Herald rating: * * * *
She took six years between her big-selling debut Drive and her bigger-selling follow-up Beautiful Collision.
So the three-year gap and the reported relative ease of recording - wrote some songs, got some famous mates in, took over a stately home in Hillsborough as a studio - may well indicate she's gone and rushed things a bit. That makes sense after the painstaking stop-start globetrotting experience of Beautiful Collision, which in the end made for an album that, as good as it was, suffered from some weak songs and some incohesiveness.
The first thing that impresses about Birds is that its 11 tracks certainly flock together.
Stylistically, it dallies in the blues, country, and a song or two that suggests something rubbed off on Runga from her time in Paris. There are also sundry tracks of sweet Bic-pop - the relatively upbeat opening track and single Winning Arrow and the airy Listen.
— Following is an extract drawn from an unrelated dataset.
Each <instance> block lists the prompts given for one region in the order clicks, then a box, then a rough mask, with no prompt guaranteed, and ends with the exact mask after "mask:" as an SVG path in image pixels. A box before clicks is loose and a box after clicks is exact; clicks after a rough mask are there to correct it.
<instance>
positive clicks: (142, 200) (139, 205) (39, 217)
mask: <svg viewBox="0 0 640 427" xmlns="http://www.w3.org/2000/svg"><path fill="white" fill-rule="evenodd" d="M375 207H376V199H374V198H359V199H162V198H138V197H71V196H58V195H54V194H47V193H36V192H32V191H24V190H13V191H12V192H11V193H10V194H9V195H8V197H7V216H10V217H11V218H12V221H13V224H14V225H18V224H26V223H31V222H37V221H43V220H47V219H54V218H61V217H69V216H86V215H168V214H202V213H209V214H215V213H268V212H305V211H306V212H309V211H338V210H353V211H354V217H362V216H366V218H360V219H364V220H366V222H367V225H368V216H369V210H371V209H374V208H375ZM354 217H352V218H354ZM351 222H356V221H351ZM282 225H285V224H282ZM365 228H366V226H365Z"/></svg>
But they all coalesce into something of an 11-part drama of romance, heartbreak, desire, despair and occasional bouts of backwoods weirdness.
There's something decidedly Gothic happening around the edges of this - helped by the palpable atmosphere evoked by the sound of the recording at Monte Cecilia House (Cecilia is the patron saint of music).
There's also a sense that Runga is working from a wider musical palette than she has before, or than most any of her young female singer-songwriter contemporaries.
The aforementioned Winning Arrow has a trace of the Smiths and Carole King; If I Had You has hints of Hank Williams and classic Burt Bacharach who'd be proud to have penned the likes of Say After Me.
Some other songs suggest a particularly French brand of heartbreak pop - like the title track, which, after its delicate opening, spirals into something positively psychedelic.
It's around the half-way mark that Birds turns spooky. First there's the slow shimmer of Ruby Nights, which would give Nick Cave insomnia, then the hillbilly twang of No Crying No More suggests her southern roots aren't confined to the Garden City.
Past the romantic pleadings of the aforementioned If I Had You it's into Captured, the album's most haunting moment of an often eerie bunch with Runga's woman-possessed vocal over a beautifully foggy swirl of piano and strings.
There's brief relief from all that minor-key melancholy on That's Alright and the the jaunty Blue Blue Heart.
But then Runga goes and caps it off with It's Over, a slow-burnin', heartbreakin' soul-blues number that wouldn't sound out of place in a David Lynch nightclub scene.
It's a striking ending to an album that will make many wonder whatever happened to that nice Bic Runga, our favourite gal-nextdoor-singer-songwriter. She moved on, took some risks, tapped into something deeper, made her best album yet. That's what.